Though the spoken language largely died in the years of the Holocaust, the legacy of Yiddish linguistics lives on in many academic circles, certain orthodox communities, and among various writings.

Perhaps the most familiar Yiddish writer transcending time is Solomon Rabinovich, who also goes by the pen-name Shalom Aleichem. His short stories and plays, originally crafted in Yiddish, depicted the challenges that an impoverished milkman Tevye goes through living in a Jewish shtetl in Anatevka, a village located on the Pale of Settlement in Russia, and used the marriages of his three oldest daughters to illustrate the sociopolitical changes gripping not only Russia but all of the European continent in the 19th century.

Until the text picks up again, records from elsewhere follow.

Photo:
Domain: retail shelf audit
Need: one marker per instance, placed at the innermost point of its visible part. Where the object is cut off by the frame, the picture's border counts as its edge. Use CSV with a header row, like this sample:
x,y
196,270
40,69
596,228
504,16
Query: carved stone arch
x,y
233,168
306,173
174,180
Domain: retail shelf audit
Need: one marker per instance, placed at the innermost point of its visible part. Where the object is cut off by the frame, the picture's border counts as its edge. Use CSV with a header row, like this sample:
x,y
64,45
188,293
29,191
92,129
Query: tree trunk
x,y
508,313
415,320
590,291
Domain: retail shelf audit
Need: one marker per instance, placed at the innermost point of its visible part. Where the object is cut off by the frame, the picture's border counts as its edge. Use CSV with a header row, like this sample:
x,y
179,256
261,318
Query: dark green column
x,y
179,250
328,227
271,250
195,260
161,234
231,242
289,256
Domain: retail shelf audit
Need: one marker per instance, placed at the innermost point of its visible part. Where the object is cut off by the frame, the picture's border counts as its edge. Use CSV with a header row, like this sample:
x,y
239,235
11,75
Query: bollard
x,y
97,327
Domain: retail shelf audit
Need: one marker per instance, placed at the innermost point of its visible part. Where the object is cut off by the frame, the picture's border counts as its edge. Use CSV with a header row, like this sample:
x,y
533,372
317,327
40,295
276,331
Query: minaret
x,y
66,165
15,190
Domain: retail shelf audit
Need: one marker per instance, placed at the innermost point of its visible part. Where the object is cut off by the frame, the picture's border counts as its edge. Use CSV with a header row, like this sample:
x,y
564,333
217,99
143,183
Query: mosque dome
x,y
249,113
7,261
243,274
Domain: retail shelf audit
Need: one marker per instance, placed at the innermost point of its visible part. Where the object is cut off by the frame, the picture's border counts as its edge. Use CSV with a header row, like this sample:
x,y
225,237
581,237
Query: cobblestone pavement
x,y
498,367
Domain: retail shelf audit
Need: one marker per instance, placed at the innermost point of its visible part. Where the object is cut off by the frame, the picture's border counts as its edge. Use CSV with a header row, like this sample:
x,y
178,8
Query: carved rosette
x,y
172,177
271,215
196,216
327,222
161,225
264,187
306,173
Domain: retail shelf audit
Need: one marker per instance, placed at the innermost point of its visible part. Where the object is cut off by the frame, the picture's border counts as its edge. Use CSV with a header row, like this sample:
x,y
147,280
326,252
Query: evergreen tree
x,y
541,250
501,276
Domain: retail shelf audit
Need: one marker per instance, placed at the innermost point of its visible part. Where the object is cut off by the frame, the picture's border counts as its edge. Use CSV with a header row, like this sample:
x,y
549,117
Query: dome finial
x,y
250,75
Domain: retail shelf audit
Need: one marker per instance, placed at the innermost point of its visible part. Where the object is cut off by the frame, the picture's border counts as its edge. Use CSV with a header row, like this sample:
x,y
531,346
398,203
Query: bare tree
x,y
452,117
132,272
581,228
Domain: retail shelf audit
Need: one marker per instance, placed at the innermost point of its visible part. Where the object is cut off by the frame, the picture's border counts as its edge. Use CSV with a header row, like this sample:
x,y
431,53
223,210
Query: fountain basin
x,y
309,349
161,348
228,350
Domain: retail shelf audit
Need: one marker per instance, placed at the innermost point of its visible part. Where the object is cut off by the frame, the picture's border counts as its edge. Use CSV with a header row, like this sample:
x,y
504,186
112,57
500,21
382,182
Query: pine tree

Growing anti-semitism at this time in history resulted in millions of Jews immigrating to the United States from czarist Russia seeking religious freedom and a better life, and the stories further depicts how education transformed young Jewish lives into something more than that of a balabusta (a Jewish homemaker), yielding more opportunities and prosperity than would have been achieved in Russia.

The originally Yiddish stories of Tevye the Dairyman and His Three Daughters became the basis of the 1964 musical Fiddler on the Roof, which captivated Broadway for years and is well known worldwide today. According to the Hutchinson News, Fiddler on the Roof was the first Broadway production to top 3,200 performances and 900 sellouts in just over two years until the record was broken by Grease a decade later.